Most days, I just sort of deal with this annoying conflicting vision, and go on about my life. But every once in awhile, I think to myself, “I am really tired of being cross eyed.” I’d just like to be done with this already. It is pointless and I can’t see how this experience is helping me to grow in any way. Am I learning to deal with adversity? I guess. Should I take better care of myself and manage stress better? I suppose. I thought getting lots of rest would have fixed it. I barely left my apartment for most of my 11 day New Years vacation. I went out to celebrate a proper Christmas and New Years Eve, but other than that, I mostly slept. I got a serious professional massage, saw an acupuncturist (who, of course stuck me with needles, but also did moxibustion on me – which is where they set little cones on certain points on your body and then burn them off!), and went to a quirky back healer, who barely makes any physical contact with your body, but sits behind you and makes lots of whooshing noises and motions as though he is pulling imaginary energies up and down and away from your spine. Maybe none of this helped. Maybe all of it did. But, alas, not enough.

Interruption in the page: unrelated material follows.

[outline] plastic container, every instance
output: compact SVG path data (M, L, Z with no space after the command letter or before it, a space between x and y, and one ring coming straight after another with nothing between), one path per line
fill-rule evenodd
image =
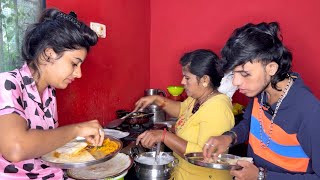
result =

But, like I said, people have been telling me it looks better. That’s nice to hear. And, if something is about 3 inches from my face, it actually seems to be mostly in focus and not in duplicate, so maybe that’s an improvement. I don’t understand it really. How can something that didn’t hurt at all and happened without any signs of trauma or injury take 2 whole months to heal? And why does normal function seem to be returning gradually, when it went away pretty much all at once?